# Advanced Unity Catalog Data Governance & Security Lab

**Scenario:**  
You’re building a production-grade, multi-environment analytics platform for a financial services organization with strict security, audit, and data sharing needs.

**Key Focus:**
- Environment isolation
- Cross-catalog sharing
- Fine-grained and dynamic access (row/column masking)
- Automated retention
- Auditing access
- External data integration
- Marketplace and lineage
---

## 1. Multi-Environment Catalog Structure

Establish dev/test/prod catalogs for isolation.

**Exam Tip:**  
Know why isolation by catalog matters for compliance and devops.

In [0]:
for env in ['dev', 'test', 'prod']:
    spark.sql(f"""
    CREATE CATALOG IF NOT EXISTS fin_{env}
    MANAGED LOCATION 'abfss://data@deassociateadls.dfs.core.windows.net/newcatalog/{env}/finance'
    COMMENT 'Financial {env} environment';
    """)

In [0]:
for env in ['dev', 'test', 'prod']:
    spark.sql(f"""
    CREATE SCHEMA IF NOT EXISTS fin_{env}.trans COMMENT 'Transactional data'
    """)
    spark.sql(f"""
    CREATE SCHEMA IF NOT EXISTS fin_{env}.pii COMMENT 'PII data'
    """)

## 2. Simulate Sensitive Table Creation & Ingestion

Create and ingest PII and non-PII tables.

In [0]:
# PII Table
spark.sql('''
CREATE TABLE IF NOT EXISTS fin_prod.pii.customers (
    customer_id STRING,
    customer_name STRING,
    ssn STRING,
    email STRING
) USING DELTA
''')

In [0]:
# Non-PII Table
spark.sql('''
CREATE TABLE IF NOT EXISTS fin_prod.trans.transactions (
    transaction_id STRING,
    customer_id STRING,
    amount DOUBLE,
    timestamp TIMESTAMP
) USING DELTA
''')

## 3. Column Masking for PII Data

Mask SSN for users not in the `pii_admins` group.

**Advanced Exam Concept:**  
Dynamic views for column masking.

In [0]:
spark.sql('''
CREATE OR REPLACE VIEW fin_prod.pii.customers_masked AS
SELECT
  customer_id,
  customer_name,
  CASE WHEN is_member('pii_admins') THEN ssn ELSE 'XXX-XX-XXXX' END as ssn,
  email
FROM fin_prod.pii.customers
''')

In [0]:
spark.sql('GRANT SELECT ON VIEW fin_prod.pii.customers_masked TO `analysts`')
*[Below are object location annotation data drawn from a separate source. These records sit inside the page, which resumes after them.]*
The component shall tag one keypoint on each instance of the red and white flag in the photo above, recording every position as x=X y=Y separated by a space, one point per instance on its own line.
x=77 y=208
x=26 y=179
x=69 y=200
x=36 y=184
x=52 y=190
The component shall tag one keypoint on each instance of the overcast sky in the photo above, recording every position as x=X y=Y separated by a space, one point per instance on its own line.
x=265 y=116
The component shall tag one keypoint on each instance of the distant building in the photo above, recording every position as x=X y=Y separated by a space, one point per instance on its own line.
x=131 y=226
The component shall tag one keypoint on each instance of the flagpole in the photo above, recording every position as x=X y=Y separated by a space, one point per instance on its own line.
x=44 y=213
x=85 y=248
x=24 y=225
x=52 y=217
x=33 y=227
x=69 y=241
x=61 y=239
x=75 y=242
## 4. Row-Level Security Based on Department/Region

Only allow users to see transactions from their own branch/region using a mapping table and the `current_user()` function.

In [0]:
# Assume a mapping table exists: fin_prod.pii.customer (customer_id)
# Simulate: Create a dynamic view that filters transactions by customer_id

# Check if the table exists
spark.sql("SHOW TABLES IN fin_prod.pii").show()

# Assuming the table exists, create the view
spark.sql('''
CREATE OR REPLACE VIEW fin_prod.trans.secure_transactions AS
SELECT t.*
FROM fin_prod.trans.transactions t
JOIN fin_prod.pii.customers u ON u.customer_id = t.customer_id
WHERE u.customer_id = current_user()
''')

In [0]:
spark.sql('GRANT SELECT ON VIEW fin_prod.trans.secure_transactions TO `regional_analysts`')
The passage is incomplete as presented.